A scholar who supported her nomination stated: “Over my four years as a scholar, I have been consistently inspired by Rumbie’s outstanding intellect. Through our many conversations, I have learned much from her incisive insights into the complexities of African regional politics. All in all, I can think of no other scholar who better exemplifies the Gates Cambridge criteria!”
Bailey , who is doing a PhD in Developmental Biology, was nominated for her ‘outstanding intellectual ability, transformative leadership within the Gates Cambridge Scholars community, and track record of improving the lives of others’.
Bailey researches pre-gastrulation human development using ex vivo and in vitro methods in Dr Magdalena Zernicka-Goetz’s Mammalian Development Lab and, by the end of her studies, will have published over 12 papers in top science journals such as Human Genetics and Nature Communications. She is the first author on five of these. After her first-year viva, her examiners remarked that she was one of the most productive first-years they had ever come across.
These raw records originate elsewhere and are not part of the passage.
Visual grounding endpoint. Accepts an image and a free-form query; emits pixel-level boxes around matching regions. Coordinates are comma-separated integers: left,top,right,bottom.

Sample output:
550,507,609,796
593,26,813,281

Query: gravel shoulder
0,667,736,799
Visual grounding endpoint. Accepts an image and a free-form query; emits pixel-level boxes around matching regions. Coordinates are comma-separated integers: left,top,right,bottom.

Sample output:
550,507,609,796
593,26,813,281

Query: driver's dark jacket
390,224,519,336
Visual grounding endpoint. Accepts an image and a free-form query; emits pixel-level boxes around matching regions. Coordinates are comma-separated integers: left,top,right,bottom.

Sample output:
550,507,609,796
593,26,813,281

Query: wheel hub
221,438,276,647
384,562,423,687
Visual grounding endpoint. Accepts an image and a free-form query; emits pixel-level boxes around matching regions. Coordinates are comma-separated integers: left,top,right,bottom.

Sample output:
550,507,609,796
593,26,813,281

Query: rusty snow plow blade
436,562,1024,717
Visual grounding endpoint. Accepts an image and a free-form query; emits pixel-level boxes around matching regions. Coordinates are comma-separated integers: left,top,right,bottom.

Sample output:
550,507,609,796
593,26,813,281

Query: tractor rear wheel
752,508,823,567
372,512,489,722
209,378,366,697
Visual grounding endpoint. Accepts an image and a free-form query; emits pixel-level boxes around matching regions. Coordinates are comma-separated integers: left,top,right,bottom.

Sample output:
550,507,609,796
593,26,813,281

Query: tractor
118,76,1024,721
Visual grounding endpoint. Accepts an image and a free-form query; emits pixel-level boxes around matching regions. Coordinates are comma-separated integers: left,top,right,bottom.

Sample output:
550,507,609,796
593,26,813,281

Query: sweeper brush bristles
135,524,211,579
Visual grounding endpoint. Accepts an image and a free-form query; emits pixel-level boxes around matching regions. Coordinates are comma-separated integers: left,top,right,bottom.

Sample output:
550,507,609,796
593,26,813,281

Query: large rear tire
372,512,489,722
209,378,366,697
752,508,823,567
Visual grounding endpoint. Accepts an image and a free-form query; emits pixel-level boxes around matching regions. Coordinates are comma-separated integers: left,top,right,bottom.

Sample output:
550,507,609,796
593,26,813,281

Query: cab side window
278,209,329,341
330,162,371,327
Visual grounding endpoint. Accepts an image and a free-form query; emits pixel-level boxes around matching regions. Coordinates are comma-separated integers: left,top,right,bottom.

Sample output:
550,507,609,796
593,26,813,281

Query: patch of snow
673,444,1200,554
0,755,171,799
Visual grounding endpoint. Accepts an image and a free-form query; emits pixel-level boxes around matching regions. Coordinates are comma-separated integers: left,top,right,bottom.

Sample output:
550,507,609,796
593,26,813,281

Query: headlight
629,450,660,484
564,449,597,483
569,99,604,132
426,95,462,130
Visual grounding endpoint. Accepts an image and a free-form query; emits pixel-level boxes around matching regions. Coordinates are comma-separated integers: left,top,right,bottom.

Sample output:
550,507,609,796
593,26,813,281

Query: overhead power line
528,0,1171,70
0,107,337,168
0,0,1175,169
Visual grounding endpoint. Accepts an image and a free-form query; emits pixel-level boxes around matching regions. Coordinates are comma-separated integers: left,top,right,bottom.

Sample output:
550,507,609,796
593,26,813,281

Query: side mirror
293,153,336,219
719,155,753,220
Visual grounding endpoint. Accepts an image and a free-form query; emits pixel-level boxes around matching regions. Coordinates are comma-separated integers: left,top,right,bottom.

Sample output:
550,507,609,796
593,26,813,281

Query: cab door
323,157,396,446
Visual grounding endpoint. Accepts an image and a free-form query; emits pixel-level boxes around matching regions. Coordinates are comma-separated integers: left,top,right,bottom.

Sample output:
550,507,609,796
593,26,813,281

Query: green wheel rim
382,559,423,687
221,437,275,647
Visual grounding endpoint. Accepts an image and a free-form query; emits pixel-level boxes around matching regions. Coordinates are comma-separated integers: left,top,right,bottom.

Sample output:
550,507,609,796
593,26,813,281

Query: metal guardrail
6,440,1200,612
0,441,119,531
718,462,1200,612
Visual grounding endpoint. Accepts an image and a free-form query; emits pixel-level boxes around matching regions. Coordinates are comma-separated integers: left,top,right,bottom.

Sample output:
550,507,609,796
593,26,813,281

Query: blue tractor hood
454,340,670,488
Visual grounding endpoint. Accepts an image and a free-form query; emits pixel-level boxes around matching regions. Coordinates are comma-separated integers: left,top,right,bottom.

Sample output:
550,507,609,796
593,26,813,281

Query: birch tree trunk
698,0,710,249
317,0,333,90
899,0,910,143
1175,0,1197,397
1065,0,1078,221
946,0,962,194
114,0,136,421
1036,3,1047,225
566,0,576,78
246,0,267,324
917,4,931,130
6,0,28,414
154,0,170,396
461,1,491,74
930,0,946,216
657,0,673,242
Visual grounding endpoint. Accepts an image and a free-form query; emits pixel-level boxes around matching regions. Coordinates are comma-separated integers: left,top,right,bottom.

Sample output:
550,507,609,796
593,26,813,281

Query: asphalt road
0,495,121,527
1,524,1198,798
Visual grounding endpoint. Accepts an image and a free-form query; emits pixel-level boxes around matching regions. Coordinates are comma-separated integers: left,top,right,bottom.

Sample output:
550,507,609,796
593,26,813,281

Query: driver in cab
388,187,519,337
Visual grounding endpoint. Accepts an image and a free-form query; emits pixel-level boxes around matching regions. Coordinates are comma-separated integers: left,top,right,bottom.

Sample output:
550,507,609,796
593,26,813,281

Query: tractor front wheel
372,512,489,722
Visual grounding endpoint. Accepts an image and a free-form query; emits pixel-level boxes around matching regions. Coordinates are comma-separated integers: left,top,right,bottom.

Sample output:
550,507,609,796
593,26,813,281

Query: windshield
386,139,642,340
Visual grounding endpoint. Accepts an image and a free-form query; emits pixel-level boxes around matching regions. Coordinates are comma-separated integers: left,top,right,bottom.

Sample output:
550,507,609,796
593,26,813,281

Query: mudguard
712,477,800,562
Bailey was also praised for her leadership and commitment to helping others as part of various roles within Gates Cambridge community: as Community Officer on the Gates Cambridge Scholars Council she was a powerful advocate for the needs of chronically ill and disabled scholars. As Outreach Officer, she was committed to promoting the Gates Cambridge programme to underrepresented groups. And as a student representative on the Gates Cambridge Trust’s Equity, Diversity, & Widening Participation Taskforce, she gathered data on underrepresented groups within the University’s admissions process.
A fellow scholar remarked: “Ultimately, Bailey’s commitment to improving the lives of others continues beyond her efforts within Gates: she has been a staunch advocate for social equity in her human embryo research, and has sat on the Department of Physiology, Development, & Neuroscience’s Equality, Diversity, & Inclusion Taskforce since 2020…she improves the lives of others that she sees every day. Bailey is someone who listens and fights for what’s right in our community. I can think of no other PhD scholar in our cohort who is more deserving of this award!”
*Picture: Rumbidzai and Bailey pictured with Mimi Gardner Gates.